If Reproductive Rights Are Human Rights, Why Are We Crowdfunding Them?

Every Human Rights Day, governments celebrate their commitments to dignity, equality, and bodily autonomy. They issue statements, share graphics, reaffirm values. But here in Alberta, those promises don’t match the reality on the ground, especially when it comes to reproductive health.

If reproductive rights are truly human rights, why are communities like ours forced to crowdfund the basic infrastructure needed to deliver them?

Abortion is legal. But it can be hard to access, and its going to get harder.

Yes, abortion is legal in Alberta. But anyone who has tried to get care here knows that legality doesn’t equal accessibility.

Clinics have closed, providers are fewer, wait times are longer, and people in Southern Alberta often travel hours just to get a procedure that should be available in their own community.

And now the UCP has passed a resolution calling on the government to stop public funding for third-trimester abortions. A move that shows just how quickly legal rights can be undermined when funding and infrastructure disappear.

This gap between “legal” and actually possible is where people fall through the cracks. When you factor in travel, childcare, unpaid time off, medical delays, and stigma, abortion access becomes something only certain people can realistically navigate. It’s a breakdown in public services that hits rural, low-income, young, and marginalized people the hardest. This is how human rights erode.

Abortion is legal here. But unless we build the infrastructure to make it accessible, legality doesn’t mean much.

The Non-profit Industrial Complex: When Governments Outsource Their Responsibilities

What’s happening in Alberta is part of a larger pattern across Canada: the slow transfer of responsibility for essential services from public systems to non-profits, volunteer networks, and mutual aid groups.

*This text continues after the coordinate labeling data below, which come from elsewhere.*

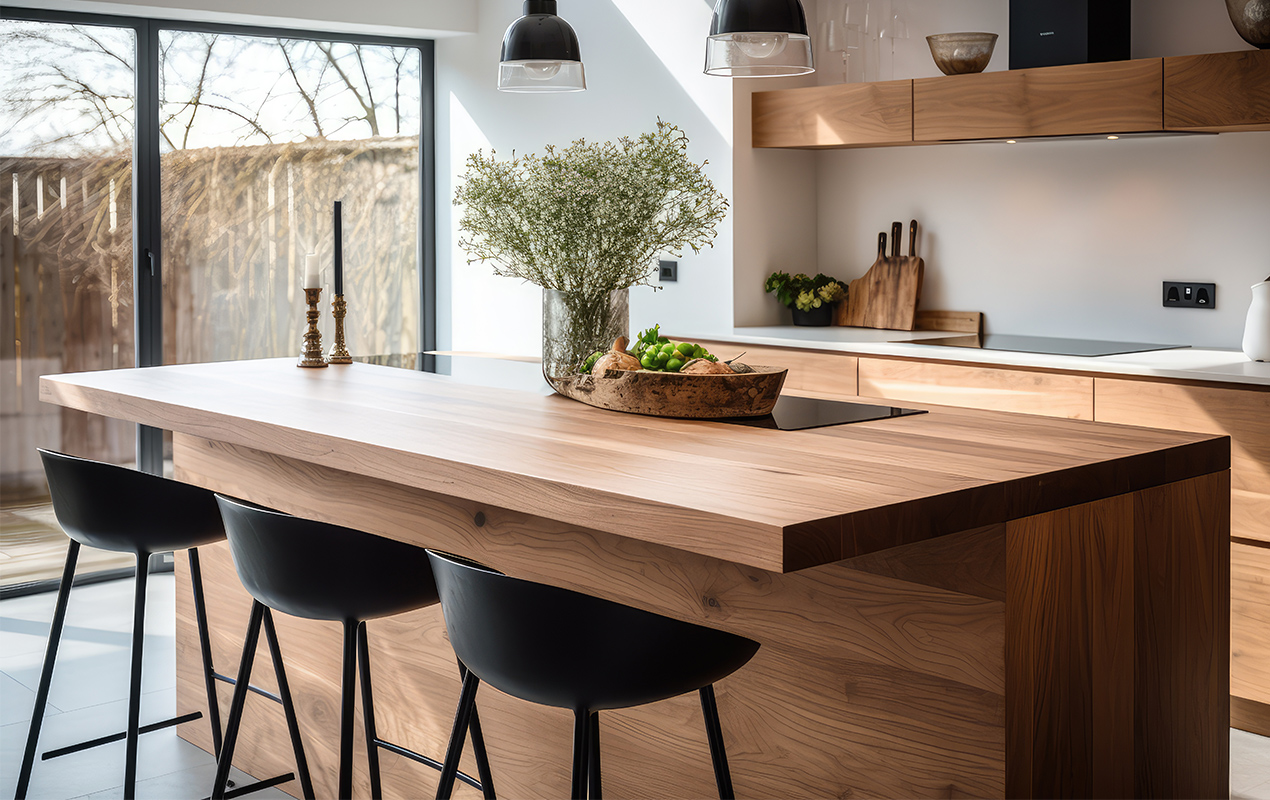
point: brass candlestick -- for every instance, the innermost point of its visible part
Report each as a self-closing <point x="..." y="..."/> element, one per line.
<point x="338" y="352"/>
<point x="311" y="354"/>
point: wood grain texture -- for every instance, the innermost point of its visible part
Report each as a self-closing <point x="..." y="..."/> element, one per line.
<point x="1116" y="634"/>
<point x="843" y="116"/>
<point x="822" y="372"/>
<point x="1086" y="98"/>
<point x="1218" y="92"/>
<point x="1250" y="622"/>
<point x="981" y="387"/>
<point x="885" y="296"/>
<point x="865" y="686"/>
<point x="1242" y="414"/>
<point x="551" y="456"/>
<point x="1183" y="620"/>
<point x="1250" y="715"/>
<point x="956" y="321"/>
<point x="880" y="676"/>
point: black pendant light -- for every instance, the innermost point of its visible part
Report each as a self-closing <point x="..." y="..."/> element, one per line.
<point x="758" y="38"/>
<point x="540" y="52"/>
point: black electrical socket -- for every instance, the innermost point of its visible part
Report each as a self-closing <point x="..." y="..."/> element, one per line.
<point x="1183" y="295"/>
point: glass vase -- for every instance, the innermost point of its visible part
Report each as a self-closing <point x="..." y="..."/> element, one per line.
<point x="577" y="324"/>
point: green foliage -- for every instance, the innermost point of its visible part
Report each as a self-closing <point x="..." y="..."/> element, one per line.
<point x="591" y="217"/>
<point x="803" y="292"/>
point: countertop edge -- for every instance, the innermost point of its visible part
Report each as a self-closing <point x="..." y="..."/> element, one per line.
<point x="1110" y="366"/>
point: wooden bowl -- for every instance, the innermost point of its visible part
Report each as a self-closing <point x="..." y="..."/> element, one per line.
<point x="962" y="53"/>
<point x="672" y="394"/>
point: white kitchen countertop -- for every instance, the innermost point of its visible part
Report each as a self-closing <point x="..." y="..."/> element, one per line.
<point x="1185" y="365"/>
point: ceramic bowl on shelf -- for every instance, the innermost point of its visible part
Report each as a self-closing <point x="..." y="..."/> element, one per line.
<point x="962" y="53"/>
<point x="1251" y="19"/>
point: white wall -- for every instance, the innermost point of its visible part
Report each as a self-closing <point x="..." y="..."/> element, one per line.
<point x="419" y="18"/>
<point x="643" y="61"/>
<point x="1061" y="238"/>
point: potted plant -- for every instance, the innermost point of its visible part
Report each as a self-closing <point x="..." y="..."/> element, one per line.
<point x="586" y="224"/>
<point x="809" y="299"/>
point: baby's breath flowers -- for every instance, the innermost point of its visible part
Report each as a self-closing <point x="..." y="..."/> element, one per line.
<point x="591" y="217"/>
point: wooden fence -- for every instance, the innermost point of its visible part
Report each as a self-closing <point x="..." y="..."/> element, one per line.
<point x="236" y="226"/>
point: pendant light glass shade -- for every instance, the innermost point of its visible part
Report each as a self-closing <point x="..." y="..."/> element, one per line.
<point x="758" y="38"/>
<point x="540" y="52"/>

This is the non-profit industrial complex at work. A systemic offloading of public responsibility onto under-resourced organizations, where non-profits become the patchwork safety net rather than the government fulfilling its duty to provide care.

Instead of funding clinics, supporting providers, or expanding local capacity, governments praise “community initiatives” while leaving communities to shoulder the financial, emotional, and logistical burden. What should be public health becomes dependent on whatever fundraising efforts people can mobilize.

If Alberta is going to keep offloading essential healthcare onto under-funded grassroots groups like Pro-Choice YQL, then we only have two choices: let the gaps grow, or organize to close them ourselves.

Crowdfunding Basic Healthcare Is Not a Sign of a Healthy System

No one should have to donate for someone else to access abortion.

No one should have to host fundraisers, build new infrastructure, or plug systemic holes with community labour just to ensure a person can exercise a right they should already have.

And yet this is exactly where we find ourselves.

Mutual aid isn’t a solution. It exists because the system is failing. But it works. People show up for each other long before governments ever do.

So while we keep pushing for long-term structural change, we also have to keep each other afloat right now. That means supporting the networks that are already doing the work: funding rides, covering travel, helping with childcare, finding appointments, keeping people safe, and refusing to let geography or income determine who gets care.

We’re crowdfunding a clinic because the alternative is letting care degrade even further. We’re building something the public system should have built decades ago. We’re refusing to let politics determine who gets healthcare and who doesn’t.

Mutual Aid Is a Human Rights Response

Human rights are supposed to be guaranteed. They’re not meant to depend on charity, geography, or political will. But when governments stop doing the work of protecting those rights, people have to organize.

When abortion is legal but not accessible, the right exists in theory but not in practice. Mutual aid bridges systemic failure. It doesn’t create new rights, rather it makes existing ones usable.

That’s why mutual aid isn’t separate from human rights work. It exists because the right to health, autonomy, and dignity isn’t being upheld by the institutions responsible for protecting it. When people fund travel, share information, organize support, and build clinics, they’re enforcing rights that already belong to everyone.

This Human Rights Day, Help Us Close the Gap Between Rights and Reality

This work does not happen in the abstract. It happens because real people show up, stay engaged, and commit to their communities even when the work is hard.

Amanda and Aaron are two of those people. Their commitment to reproductive justice is rooted in community care. They understand that access does not magically exist just because a right is written down, and that when systems fall short, it is people who step in to protect each other.

Their support for building an abortion clinic in Lethbridge comes from that same place. A belief that healthcare should be local, accessible, and grounded in dignity. A belief that communities can and should take care of each other, even while pushing for the systemic change we deserve.

We’re asking you to help us build the clinic Lethbridge needs to make care local, timely, and accessible for people in Southern Alberta. Every donation goes directly towards supporting the clinic and patient needs.

We should not have to crowdfund basic healthcare. But until governments catch up with their own values, we’ll keep doing the work ourselves.